In papers 1 and 2, the macroscopic mechanical behavior of active layers in the electrodes is investigated using U-shape bending tests. The active layers are porous and a different tensile and compressive behavior is captured by performing tests on single side coated dry specimens. The experiments reveal that the active layer is stiffer in compression as compared to tension. The compressive stiffness increases with bending strain whereas the tensile stiffness is almost independent of the bending strain. A very low value of modulus of the active layer (1-5 GPa) is measured in comparison to the metal foils (70-110 GPa) and the active particles (50-200 GPa) which shows that the electrode properties are governed majorly by the binders present in the active layers.  The time-dependent and hysteresis effects are also captured by the method which circumvents the flaws of many other test methods presented in the literature.  
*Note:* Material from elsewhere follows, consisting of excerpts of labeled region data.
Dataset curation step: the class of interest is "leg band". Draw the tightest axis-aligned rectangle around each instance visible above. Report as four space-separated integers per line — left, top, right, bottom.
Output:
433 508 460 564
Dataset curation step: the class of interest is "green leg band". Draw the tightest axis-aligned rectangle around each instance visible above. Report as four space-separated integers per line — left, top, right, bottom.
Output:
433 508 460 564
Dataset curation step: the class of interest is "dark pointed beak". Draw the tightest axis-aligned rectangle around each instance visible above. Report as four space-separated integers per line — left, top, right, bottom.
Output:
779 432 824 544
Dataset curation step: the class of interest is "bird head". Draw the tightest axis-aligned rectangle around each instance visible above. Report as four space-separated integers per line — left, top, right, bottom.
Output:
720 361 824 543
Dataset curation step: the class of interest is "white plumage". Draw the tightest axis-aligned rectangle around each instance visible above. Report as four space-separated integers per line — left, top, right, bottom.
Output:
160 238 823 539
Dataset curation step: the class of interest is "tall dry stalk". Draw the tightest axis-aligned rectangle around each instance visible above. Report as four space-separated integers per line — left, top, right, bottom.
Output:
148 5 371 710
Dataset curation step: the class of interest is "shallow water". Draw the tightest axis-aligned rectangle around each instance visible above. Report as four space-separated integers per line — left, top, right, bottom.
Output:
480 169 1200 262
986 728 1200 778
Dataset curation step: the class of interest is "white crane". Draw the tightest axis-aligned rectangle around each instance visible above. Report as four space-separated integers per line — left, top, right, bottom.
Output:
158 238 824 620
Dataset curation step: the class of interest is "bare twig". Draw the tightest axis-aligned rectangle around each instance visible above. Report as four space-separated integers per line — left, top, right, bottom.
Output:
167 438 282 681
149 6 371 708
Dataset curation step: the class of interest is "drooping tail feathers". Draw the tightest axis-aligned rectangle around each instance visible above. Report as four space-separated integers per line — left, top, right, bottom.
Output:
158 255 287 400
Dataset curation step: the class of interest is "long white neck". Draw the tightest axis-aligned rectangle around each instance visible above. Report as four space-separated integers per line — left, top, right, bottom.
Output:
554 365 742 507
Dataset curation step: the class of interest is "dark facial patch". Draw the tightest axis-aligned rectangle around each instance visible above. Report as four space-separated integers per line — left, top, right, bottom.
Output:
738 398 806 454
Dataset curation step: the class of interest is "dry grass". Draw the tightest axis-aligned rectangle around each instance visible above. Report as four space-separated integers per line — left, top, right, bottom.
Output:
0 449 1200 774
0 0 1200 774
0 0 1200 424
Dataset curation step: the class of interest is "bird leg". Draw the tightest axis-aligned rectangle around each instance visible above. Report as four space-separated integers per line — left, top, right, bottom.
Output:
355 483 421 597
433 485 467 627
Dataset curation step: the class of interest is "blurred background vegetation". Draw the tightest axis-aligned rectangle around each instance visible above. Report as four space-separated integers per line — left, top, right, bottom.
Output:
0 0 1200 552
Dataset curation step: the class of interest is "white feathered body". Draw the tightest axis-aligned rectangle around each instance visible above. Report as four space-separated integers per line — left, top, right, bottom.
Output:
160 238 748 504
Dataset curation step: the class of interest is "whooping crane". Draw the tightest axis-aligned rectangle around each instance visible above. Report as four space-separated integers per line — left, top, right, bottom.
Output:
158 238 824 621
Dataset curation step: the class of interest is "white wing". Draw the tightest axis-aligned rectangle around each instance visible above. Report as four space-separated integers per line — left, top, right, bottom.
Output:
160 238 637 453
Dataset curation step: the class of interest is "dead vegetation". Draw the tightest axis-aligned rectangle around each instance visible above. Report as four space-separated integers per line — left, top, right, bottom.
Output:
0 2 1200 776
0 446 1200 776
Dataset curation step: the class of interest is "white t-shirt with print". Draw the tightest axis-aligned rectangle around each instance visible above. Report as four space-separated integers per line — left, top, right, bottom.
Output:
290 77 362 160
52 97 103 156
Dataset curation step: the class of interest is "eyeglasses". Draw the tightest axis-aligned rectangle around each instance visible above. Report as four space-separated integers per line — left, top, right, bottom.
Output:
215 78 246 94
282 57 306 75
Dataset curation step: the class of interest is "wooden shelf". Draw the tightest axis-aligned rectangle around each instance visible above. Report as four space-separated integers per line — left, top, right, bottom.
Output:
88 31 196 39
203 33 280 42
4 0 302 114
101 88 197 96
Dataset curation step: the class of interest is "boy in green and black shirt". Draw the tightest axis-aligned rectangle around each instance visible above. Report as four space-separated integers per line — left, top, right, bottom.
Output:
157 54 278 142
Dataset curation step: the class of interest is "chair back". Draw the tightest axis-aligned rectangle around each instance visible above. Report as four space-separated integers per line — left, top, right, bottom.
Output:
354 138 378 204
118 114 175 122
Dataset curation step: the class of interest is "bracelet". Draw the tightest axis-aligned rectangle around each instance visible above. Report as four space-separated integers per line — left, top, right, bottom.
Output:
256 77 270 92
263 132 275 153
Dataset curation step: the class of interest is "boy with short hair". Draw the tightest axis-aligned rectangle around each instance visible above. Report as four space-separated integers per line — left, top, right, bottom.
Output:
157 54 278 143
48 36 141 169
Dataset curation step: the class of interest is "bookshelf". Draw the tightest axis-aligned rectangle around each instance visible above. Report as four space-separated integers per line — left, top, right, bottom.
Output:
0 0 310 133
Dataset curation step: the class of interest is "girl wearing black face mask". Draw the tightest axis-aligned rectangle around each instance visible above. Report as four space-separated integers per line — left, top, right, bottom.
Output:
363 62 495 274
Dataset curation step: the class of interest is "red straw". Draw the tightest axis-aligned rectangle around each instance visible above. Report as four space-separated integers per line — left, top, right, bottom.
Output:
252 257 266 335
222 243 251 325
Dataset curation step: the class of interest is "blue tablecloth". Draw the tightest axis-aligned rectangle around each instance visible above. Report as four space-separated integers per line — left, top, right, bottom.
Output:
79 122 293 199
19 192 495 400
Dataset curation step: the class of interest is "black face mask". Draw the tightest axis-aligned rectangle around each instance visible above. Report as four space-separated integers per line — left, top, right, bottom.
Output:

In paper 3, we present a multiscale homogenization method that couples mechanics and electrochemistry at the particle, electrode, and battery scales. The active materials of lithium-ion battery electrodes exhibit volume change during lithium intercalation or deintercalation. A lithium concentration gradient develops inside particles, as well as inside the active layer. The developed stress due to deformations further affects solid diffusion.  We utilized models that have already been developed to couple particle and electrode layer levels. The mechanical coupling between the electrode and the battery level is achieved by homogenization of the layered battery using three-dimensional laminate theory.  By application of the model, we demonstrate that the stresses on all considered scales can be predicted from the homogenized model. It is furthermore demonstrated that the effects of external battery loadings like battery stacks, casings, and external pressure can be captured by the model. The model can also capture the effect of various electrochemical cycling rates and mechanical parameters like layer thicknesses, stiffnesses, and swelling properties. The presented multi-scale model is fast, accurate and the efficiency of the method is demonstrated by comparisons to detailed finite element computations where each layer is individually modeled.